1 hour ago, James DiEugenio said:

The evidence that McNamara was Kennedy's point man is pretty obvious.

1. In November of 1961 Kennedy called a meeting, with about 8 men and this included McNamara and Bundy and Taylor. He was upset about the debates over NSAM 111. He said strongly that once policy is decided, the men on the spot support it or get out. Once that sunk in, he asked, "Now who is going to implement my policy on Vietnam?" McNamara said he would.

2. When Galbraith came into town in April of 1962, he had already delivered three reports--which Kennedy advised him to do-- telling JFK that Vietnam was not worth going to war over and Diem was not the guy to back in a war. Kennedy sent him to see McNamara and instruct him about the future in Vietnam.  He did and reported back that McNamara got the message.

3. McNamara told his deputy, Roswell Gilpatric, that JFK was getting out of Vietnam and he had instructed him to start unwinding the Pentagon effort there.

4. The next month, in May of 1962, after Galbraith met with him, McNamara conducted the Sec Def meeting for the Vietnam higher ups.  He told the overall commander, Harkins, to stay after.

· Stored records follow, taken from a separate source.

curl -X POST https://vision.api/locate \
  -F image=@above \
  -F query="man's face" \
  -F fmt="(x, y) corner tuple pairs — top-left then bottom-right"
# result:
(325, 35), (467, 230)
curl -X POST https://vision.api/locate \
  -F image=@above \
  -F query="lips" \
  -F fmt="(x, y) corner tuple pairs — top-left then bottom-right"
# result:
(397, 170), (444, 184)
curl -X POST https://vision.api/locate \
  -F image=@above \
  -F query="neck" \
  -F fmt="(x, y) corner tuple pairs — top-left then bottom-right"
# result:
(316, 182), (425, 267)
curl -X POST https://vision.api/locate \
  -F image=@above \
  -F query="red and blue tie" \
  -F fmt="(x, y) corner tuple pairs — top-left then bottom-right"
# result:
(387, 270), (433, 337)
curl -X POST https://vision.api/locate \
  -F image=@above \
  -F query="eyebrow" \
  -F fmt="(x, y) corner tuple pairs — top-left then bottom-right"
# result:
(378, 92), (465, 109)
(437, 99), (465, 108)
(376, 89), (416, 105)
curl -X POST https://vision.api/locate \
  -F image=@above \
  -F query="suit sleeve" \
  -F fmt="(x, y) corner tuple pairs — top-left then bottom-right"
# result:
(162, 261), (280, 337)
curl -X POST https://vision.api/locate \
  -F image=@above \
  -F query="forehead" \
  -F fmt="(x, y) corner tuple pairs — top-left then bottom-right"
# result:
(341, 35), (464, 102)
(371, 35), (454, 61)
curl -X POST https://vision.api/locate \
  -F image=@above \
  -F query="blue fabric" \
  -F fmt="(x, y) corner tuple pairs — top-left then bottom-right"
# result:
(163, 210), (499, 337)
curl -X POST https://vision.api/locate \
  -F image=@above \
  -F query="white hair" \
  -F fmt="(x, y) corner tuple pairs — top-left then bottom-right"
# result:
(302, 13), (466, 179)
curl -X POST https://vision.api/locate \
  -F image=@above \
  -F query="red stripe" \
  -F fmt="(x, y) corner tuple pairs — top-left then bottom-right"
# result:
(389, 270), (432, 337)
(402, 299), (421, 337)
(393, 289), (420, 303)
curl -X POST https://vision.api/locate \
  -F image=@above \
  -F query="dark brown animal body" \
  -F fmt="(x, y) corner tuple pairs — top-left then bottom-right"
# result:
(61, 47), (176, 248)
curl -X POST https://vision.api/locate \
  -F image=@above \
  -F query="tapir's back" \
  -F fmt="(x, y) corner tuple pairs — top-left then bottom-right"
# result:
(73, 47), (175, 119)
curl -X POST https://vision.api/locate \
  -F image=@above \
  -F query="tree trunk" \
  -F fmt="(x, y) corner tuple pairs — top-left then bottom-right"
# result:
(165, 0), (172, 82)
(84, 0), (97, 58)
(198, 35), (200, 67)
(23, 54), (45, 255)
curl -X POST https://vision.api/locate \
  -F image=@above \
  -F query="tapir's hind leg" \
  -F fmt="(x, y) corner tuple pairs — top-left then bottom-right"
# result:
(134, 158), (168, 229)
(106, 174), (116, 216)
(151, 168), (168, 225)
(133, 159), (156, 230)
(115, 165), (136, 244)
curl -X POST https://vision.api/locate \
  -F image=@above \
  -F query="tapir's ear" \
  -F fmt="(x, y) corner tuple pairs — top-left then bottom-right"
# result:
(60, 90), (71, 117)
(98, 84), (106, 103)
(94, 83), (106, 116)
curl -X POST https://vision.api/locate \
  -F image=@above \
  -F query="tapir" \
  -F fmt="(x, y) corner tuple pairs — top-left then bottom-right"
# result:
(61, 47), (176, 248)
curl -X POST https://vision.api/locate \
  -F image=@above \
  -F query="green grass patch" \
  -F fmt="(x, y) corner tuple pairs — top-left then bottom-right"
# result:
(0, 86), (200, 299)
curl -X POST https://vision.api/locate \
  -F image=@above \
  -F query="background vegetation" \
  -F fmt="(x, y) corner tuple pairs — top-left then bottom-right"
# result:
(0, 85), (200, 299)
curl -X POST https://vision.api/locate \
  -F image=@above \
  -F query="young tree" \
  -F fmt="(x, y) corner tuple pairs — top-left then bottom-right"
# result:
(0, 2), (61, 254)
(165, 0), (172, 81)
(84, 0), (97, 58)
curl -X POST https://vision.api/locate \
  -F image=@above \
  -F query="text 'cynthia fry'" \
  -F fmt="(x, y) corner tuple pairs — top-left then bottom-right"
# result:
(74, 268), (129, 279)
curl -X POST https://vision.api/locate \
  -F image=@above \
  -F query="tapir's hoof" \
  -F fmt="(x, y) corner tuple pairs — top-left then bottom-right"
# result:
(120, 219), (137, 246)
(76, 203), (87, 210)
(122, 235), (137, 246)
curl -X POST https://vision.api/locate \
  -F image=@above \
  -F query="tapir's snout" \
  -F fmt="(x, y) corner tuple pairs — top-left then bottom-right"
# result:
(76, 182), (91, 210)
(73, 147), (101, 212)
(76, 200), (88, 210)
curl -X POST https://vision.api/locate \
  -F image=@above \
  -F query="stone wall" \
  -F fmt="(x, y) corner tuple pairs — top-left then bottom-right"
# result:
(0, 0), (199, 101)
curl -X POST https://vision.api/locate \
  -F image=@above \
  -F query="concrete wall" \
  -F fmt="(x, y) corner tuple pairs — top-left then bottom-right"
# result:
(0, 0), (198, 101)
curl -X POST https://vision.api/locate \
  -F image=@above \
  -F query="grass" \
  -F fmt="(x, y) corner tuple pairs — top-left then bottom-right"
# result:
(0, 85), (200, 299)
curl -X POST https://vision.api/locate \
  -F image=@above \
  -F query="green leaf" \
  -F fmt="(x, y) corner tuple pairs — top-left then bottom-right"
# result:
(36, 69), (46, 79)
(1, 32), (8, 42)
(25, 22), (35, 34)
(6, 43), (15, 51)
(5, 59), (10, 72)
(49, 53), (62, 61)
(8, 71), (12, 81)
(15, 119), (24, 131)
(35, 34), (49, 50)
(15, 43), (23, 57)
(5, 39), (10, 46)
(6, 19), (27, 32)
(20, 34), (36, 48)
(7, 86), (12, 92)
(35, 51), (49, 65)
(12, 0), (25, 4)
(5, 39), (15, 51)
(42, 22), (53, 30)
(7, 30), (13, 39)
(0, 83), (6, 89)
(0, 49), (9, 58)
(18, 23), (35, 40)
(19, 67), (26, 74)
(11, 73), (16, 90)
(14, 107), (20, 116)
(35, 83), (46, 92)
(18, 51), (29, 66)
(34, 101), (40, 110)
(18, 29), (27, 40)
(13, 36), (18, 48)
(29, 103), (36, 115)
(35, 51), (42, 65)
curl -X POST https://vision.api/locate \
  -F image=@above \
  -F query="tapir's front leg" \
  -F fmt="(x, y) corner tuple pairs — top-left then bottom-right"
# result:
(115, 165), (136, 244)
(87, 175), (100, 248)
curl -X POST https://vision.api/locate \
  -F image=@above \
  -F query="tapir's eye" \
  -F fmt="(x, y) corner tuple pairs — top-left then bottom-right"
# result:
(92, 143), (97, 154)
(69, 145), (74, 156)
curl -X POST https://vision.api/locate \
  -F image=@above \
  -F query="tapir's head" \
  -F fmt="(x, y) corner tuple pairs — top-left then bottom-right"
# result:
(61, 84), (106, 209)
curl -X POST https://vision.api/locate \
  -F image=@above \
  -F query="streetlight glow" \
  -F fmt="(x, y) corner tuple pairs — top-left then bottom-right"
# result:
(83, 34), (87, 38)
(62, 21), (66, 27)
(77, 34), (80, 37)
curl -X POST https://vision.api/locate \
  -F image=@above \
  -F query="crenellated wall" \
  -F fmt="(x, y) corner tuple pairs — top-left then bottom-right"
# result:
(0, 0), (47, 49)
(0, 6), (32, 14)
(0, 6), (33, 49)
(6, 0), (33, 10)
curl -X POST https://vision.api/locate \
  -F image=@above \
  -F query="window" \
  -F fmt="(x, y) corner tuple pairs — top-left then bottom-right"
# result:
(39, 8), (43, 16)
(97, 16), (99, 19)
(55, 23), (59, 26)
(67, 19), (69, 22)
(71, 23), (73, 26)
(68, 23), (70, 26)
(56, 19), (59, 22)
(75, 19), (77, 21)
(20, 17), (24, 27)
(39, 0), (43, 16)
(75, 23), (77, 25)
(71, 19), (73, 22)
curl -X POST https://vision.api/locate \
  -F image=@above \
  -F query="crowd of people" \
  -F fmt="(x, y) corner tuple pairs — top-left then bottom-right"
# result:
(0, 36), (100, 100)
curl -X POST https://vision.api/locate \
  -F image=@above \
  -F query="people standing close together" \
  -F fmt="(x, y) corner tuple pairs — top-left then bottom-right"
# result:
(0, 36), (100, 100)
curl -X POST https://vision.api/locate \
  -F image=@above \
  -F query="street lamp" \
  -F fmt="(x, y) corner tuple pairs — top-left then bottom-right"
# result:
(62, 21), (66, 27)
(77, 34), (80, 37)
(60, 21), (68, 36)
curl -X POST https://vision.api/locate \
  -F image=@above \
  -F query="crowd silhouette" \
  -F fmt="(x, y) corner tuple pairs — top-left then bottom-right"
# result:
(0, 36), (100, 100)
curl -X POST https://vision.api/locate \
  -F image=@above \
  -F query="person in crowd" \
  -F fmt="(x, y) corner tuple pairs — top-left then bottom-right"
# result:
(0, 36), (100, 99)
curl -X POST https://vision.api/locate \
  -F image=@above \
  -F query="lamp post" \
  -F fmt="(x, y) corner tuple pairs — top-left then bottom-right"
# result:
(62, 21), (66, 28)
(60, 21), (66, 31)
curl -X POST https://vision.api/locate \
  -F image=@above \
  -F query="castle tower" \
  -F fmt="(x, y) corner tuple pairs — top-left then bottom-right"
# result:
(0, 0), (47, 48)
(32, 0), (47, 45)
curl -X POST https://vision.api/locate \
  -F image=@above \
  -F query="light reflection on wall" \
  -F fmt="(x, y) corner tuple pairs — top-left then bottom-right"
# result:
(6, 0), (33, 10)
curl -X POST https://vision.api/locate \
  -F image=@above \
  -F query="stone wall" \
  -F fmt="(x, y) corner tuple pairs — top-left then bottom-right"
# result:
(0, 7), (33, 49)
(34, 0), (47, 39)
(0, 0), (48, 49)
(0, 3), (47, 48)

When the door was closed and just Harkins and his staff was there, he told him that we were getting out of Vietnam and he wanted him to start making arrangements for the withdrawal and final training of the ARVN.  According to Harkins' staffer, the general's chin almost hit the table.

5. At the May 1963 Sec Def meeting, the schedules Harkins ordered were handed into McNamara at the Sec Def meeting in Hawaii.  McNamara looked at them and said they were too slow and should be speeded up.

6. That October, after Kennedy had supplied the people on the McNamara/Taylor report team with the report already written, Sullivan tried to take out the withdrawal part.  Kennedy called a small meeting in his office and had it placed back in.  At the meeting it was McNamara who led the charge for withdrawal to the point it took Bundy by surprise.  Years later he realized that JFK thought he was too hawkish to be trusted with the plan and he had gone around him through  McNamara.

7. At the end of the meeting, Kennedy sent McNamara out to talk to the press.  As the Secretary was walking out, Kennedy opened up a window and told him: "And tell them that means the helicopter pilots too."

8. After LBJ reversed the policy, McNamara began to suffer from depression, and manic moods.  This was as early as 1966.  His secretary said that, at times he would just stare off into space, or walk over to the window, wrap himself in the curtains and start weeping.  LBJ finally had him removed.  To the end, McNamara said he could never figure out if he was fired or he resigned.

9. At his Pentagon exit debriefs, which John Newman heard, McNamara stated that he and Kennedy had agreed that America could supply equipment and training and advisors. They could not fight the war for Saigon.  Therefore, when that training was over, we were leaving, and it did not matter if Saigon was winning or losing. America was getting out.